Having a security presence on-site can not only reduce crime but put residents at ease. Unfortunately, the cost is prohibitive. You can expect to pay a basic unarmed guard $15-$20 per hour. For 24/7 service, that’s $2,520-$3,360 per week. The cost goes up with other factors, such as experience, additional guards, and whether or not they’re armed. This is also a high-effort solution since it requires one or more guards to be physically present and alert.
Surveillance cameras can deter some crimes, such as vehicle crimes. However, research shows that they don’t reduce violent crime. After all, preventing crime isn’t their primary purpose — they’re designed for post-incident monitoring. To reap cameras’ full benefits, you need someone to regularly review the footage to take action on any suspicious incidents. If you have more than one camera, that’s hours upon hours of footage to review. On top of that, cameras can pose liability issues if they malfunction or if residents feel their privacy is being violated.
Electronic Key Control
Electronic key control systems allow you to secure keys or fobs, preventing people from using them for unauthorized reasons and creating an automatic record of who’s using those keys. If residents are reluctant to keep spare copies on file, electronic key control can put their minds at ease. It also reduces the risks associated with master keys or fobs.
If residents are reluctant to keep spare copies on file, electronic key control can put their minds at ease.

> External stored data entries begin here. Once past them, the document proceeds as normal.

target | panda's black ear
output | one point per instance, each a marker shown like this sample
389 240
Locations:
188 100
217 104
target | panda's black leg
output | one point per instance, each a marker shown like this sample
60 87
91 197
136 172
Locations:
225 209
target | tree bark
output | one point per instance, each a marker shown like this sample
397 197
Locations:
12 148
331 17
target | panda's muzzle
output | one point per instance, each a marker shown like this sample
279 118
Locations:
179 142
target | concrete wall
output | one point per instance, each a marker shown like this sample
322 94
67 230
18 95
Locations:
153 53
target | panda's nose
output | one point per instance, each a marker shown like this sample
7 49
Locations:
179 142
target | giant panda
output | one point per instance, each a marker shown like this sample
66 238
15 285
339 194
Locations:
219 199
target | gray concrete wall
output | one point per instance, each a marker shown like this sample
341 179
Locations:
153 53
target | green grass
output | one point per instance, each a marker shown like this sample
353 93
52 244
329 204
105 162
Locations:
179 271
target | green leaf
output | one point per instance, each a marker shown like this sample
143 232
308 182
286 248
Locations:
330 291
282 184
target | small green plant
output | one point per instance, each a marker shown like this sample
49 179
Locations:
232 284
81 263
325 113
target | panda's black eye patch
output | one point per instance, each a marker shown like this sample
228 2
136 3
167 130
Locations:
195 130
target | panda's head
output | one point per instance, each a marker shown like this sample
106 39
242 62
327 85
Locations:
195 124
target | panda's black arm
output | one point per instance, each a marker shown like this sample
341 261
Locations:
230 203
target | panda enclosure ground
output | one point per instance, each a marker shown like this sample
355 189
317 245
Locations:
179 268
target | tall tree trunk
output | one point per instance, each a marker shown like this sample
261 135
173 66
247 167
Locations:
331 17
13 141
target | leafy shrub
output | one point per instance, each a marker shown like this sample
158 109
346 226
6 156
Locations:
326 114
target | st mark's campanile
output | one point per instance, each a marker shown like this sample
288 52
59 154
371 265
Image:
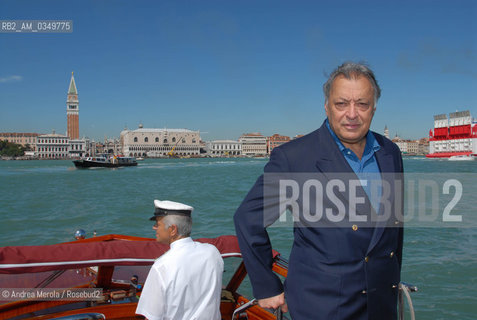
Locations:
72 110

What should you prioritize?
To optimize your security budget, start by combining basic security measures with electronic key control. Unlike security guards, it doesn’t incur an hourly cost or require someone to be on-site 24/7. And unlike security cameras, it doesn’t introduce liability – it reduces it. Finally, security cameras and security guards protect outside the building, but key control helps protect residents inside their homes.
There are also practical benefits to key control, which helps get homeowners’ buy-in. For example, if residents want to have dog walkers or house sitters visit their homes while they’re at work or on vacation, they can safely give someone access to a spare key and automatically receive an email when they check it out.

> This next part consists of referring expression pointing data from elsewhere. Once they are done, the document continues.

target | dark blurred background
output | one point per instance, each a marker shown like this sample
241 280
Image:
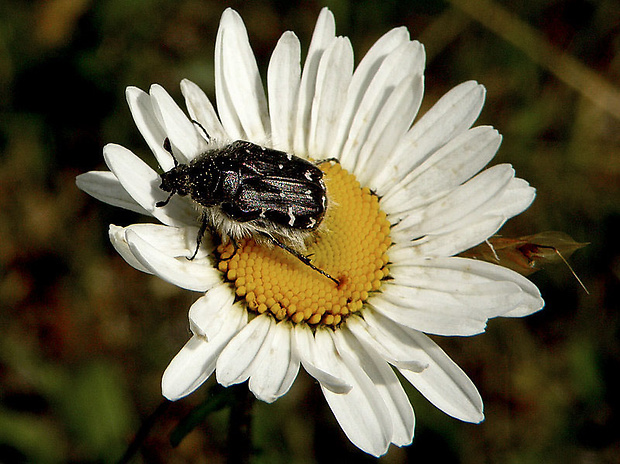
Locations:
85 338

That’s not to say you shouldn’t invest in security guards, cameras, or other solutions. But when you have limited funds, electronic key control is the best place to start.
For every solution you invest in, work with a partner who will listen to your goals and priorities and advise you on the best solution for your budget and needs. That will ensure you’re not spending valuable reserve funds on unnecessary products or services.
You don’t have to sacrifice security to address ongoing maintenance or urgent repairs. Don’t leave your condo community at risk.